The Natrona County school board voted unanimously April 27 to keep its 28 schools closed through the duration of the spring semester and finish out the year using the distance learning methods it implemented in recent weeks.
The district, like all others across Wyoming, has been closed for more than a month in an effort to slow the spread of the novel coronavirus. Wyoming’s 48 districts were scheduled to remain that way until at least last Thursday, though new, modified orders were issued last week. In any case, the timing would leave only a few weeks in most districts’ spring semester; in Natrona County, the academic year begins and ends later than most, but even still, a May re-opening would have left the district with four or five weeks of in-person instruction even as the virus continues to spread.
The board did direct the district to look into allowing certain populations — like students on special education plans or who are pursuing vocational training — back into schools in the coming months, though any plan to that effect would require the approval of the county health department and its officers.
It remains unclear, from a state level, whether all districts will voluntarily move to remain closed physically. Already, a handful of districts — Albany and Campbell counties, as well as the Green River-based Sweetwater County district — have decided to stay closed.
Under revised public health orders released Tuesday, schools cannot hold classes until at least May 18. However, individual counties may apply for exemptions that would allow districts there to reopen.
The University of Wyoming, as well as the state’s community colleges, had previously announced they would ride out the spring term virtually.
For most of April, Natrona County’s 13,300 students have been educated via distance learning — video lessons and digital homework. A minority of other students have been receiving paper packets out of one form of necessity or another.
The vote in Natrona County is not particularly surprising. Health officials here have urged against opening anything too rapidly; in late March, for instance, the county’s health officer told the board that he couldn’t “see” schools opening by late April. Board member Dave Applegate said earlier this month that the virus’ impact would likely be felt throughout the summer and into the fall, a sentiment echoed by the governor and others.

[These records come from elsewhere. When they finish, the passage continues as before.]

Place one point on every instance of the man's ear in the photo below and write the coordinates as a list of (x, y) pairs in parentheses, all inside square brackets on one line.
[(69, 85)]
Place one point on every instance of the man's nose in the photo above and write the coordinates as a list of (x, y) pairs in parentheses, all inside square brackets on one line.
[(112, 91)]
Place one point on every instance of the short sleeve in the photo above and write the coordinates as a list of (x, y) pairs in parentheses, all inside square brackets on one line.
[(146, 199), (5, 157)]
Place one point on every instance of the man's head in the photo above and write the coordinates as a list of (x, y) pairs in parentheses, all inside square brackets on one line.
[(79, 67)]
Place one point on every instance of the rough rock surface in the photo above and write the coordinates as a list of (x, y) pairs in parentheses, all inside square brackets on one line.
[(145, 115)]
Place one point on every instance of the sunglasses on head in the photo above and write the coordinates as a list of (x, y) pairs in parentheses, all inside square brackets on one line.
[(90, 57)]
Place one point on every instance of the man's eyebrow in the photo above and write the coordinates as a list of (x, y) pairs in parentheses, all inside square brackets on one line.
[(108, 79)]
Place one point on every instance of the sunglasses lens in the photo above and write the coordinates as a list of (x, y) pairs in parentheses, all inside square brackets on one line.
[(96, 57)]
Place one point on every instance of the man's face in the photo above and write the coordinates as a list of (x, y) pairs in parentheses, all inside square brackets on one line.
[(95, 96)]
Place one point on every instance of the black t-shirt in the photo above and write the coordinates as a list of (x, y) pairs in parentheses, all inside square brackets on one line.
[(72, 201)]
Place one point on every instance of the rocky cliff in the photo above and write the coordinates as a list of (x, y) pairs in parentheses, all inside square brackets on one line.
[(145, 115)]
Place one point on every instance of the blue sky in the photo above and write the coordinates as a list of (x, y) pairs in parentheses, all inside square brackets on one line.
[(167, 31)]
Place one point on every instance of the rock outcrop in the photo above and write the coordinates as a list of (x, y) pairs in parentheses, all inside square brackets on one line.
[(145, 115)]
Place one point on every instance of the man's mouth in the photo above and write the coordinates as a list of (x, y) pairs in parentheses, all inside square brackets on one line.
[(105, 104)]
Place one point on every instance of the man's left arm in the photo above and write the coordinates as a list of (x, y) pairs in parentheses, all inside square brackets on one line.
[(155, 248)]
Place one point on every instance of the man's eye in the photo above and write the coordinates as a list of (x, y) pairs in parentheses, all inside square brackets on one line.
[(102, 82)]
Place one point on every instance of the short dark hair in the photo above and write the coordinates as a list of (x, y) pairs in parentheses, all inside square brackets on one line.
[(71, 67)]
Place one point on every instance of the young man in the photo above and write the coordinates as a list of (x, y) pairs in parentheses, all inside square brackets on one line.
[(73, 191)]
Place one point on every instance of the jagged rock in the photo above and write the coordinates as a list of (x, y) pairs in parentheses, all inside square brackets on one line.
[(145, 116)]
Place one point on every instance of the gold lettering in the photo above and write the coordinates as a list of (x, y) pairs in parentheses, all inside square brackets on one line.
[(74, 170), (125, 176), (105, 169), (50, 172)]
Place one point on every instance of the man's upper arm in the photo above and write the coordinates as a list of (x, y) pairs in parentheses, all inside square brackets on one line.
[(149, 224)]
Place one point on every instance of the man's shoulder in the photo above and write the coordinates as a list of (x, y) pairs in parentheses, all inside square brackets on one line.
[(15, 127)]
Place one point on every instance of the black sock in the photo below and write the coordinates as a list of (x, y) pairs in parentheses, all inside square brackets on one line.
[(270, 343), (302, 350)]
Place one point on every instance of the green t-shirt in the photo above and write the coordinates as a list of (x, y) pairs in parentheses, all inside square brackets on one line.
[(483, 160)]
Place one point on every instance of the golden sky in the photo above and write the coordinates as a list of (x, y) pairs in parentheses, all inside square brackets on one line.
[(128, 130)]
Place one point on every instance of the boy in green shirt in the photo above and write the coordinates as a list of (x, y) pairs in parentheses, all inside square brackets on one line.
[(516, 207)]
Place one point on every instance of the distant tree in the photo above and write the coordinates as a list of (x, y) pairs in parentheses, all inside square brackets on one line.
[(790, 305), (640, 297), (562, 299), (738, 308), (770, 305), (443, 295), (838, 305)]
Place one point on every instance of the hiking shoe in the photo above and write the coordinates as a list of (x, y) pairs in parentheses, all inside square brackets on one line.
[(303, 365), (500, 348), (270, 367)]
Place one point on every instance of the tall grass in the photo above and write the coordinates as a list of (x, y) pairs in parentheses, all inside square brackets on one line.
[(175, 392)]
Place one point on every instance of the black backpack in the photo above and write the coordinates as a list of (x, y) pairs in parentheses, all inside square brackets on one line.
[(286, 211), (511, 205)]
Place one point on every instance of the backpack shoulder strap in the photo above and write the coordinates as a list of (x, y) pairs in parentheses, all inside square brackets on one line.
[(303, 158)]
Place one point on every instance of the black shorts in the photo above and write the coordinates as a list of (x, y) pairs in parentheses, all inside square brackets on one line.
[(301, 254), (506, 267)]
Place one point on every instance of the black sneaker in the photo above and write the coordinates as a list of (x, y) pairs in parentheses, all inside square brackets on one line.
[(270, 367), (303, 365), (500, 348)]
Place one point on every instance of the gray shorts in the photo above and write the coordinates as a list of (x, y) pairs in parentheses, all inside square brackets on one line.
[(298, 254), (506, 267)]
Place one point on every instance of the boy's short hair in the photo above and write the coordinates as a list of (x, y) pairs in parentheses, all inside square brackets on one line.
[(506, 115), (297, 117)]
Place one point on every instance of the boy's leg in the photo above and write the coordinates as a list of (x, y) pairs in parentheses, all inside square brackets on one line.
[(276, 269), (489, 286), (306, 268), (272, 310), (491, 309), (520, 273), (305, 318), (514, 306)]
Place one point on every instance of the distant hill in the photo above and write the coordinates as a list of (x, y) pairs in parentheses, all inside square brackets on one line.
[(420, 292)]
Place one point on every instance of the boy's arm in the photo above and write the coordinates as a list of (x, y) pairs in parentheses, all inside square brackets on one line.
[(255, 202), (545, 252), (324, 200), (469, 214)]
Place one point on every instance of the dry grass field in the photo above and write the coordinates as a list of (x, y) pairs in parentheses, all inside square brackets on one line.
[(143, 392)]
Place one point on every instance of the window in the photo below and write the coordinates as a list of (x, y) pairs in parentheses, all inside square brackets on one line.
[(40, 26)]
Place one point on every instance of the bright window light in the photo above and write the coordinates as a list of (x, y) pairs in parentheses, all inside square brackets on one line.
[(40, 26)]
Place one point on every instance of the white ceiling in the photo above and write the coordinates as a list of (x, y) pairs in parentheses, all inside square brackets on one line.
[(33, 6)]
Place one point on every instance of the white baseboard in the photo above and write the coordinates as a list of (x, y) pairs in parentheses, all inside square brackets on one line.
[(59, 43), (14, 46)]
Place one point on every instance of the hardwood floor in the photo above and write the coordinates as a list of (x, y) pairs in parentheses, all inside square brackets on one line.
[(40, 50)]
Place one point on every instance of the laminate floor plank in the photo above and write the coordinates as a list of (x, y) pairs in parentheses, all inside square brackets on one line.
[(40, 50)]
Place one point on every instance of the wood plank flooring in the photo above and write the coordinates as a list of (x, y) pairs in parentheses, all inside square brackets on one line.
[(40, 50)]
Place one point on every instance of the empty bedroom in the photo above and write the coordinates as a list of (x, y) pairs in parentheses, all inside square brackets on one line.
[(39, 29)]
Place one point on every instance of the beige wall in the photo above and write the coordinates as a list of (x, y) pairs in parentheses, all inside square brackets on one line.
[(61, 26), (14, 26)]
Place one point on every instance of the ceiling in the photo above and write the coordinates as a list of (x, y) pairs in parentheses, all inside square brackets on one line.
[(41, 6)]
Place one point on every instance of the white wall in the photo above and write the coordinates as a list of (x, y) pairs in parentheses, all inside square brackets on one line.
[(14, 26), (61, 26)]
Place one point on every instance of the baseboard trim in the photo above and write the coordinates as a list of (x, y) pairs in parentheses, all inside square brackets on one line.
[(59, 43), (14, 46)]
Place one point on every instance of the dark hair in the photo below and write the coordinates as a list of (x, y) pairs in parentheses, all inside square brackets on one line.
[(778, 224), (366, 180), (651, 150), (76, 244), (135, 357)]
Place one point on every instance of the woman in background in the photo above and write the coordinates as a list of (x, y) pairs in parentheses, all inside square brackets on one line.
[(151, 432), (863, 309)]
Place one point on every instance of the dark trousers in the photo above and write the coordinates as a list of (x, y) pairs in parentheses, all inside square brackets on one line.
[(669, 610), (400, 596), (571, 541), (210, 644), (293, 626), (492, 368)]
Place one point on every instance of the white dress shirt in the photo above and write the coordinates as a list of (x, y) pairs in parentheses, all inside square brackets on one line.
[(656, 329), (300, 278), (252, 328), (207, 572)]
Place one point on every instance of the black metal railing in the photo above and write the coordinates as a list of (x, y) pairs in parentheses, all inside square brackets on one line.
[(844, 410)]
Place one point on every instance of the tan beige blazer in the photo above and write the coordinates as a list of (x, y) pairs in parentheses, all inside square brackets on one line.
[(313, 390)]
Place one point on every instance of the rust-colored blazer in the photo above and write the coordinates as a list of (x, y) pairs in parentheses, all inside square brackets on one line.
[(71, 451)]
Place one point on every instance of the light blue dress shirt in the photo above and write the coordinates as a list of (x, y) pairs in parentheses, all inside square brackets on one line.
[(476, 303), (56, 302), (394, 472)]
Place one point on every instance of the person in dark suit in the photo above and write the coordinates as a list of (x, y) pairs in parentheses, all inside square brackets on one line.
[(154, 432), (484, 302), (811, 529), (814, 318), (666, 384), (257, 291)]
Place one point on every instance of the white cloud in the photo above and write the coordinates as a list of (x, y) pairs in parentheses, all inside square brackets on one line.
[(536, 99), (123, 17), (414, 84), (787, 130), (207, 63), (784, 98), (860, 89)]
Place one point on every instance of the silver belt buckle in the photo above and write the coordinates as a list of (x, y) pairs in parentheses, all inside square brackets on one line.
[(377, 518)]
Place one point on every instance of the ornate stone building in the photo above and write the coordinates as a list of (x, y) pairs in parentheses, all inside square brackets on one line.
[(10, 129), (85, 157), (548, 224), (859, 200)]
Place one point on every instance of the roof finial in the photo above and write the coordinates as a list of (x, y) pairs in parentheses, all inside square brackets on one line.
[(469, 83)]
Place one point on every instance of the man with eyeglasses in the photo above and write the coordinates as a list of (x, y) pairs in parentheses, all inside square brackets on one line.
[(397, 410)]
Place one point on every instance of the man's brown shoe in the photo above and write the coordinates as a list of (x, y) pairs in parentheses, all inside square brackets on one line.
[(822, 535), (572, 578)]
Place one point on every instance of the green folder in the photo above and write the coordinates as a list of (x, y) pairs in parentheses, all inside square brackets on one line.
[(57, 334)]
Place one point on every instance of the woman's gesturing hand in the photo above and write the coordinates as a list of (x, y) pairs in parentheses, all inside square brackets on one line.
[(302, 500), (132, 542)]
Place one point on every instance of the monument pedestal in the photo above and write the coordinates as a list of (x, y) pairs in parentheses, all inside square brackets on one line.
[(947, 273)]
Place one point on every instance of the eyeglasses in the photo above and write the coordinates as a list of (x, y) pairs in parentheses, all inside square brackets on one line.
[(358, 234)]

Indeed, the bulk of the discussion at Monday night’s board meeting was about re-opening in the fall. It’s difficult to say how the virus’ spread — or the wisdom about how to slow it — will have evolved then, but several board members expressed resistance to keeping schools closed come September.
“I don’t think shutting our schools down a second time and losing a year for our kids is even a remote possibility,” trustee Kevin Christopherson said. “What we’re suffering right now is a lot worse than kids getting sick.”
He added that “virtual learning is not working; kids are not learning right now.” He walked back that comment and apologized for it later but said from what he’d heard, students had been critical of it.
Fellow trustee Debbie McCullar agreed that “virtual learning is not optimum,” though she agreed that school should remain closed this year.
The board brainstormed ideas about opening schools to those willing to return and keeping virtual learning in place for others. They talked about allowing some kids in over the summer as a test. But much of these decisions are not entirely in the board’s hands; both the state — in the form of health officer Dr. Alexia Harrist — and the county can institute orders that keep buildings closed.
“I do think there’s a bumpy road ahead,” chairwoman Rita Walsh said. But she added that “we’re going to have a really good plan to have our kids back in school.”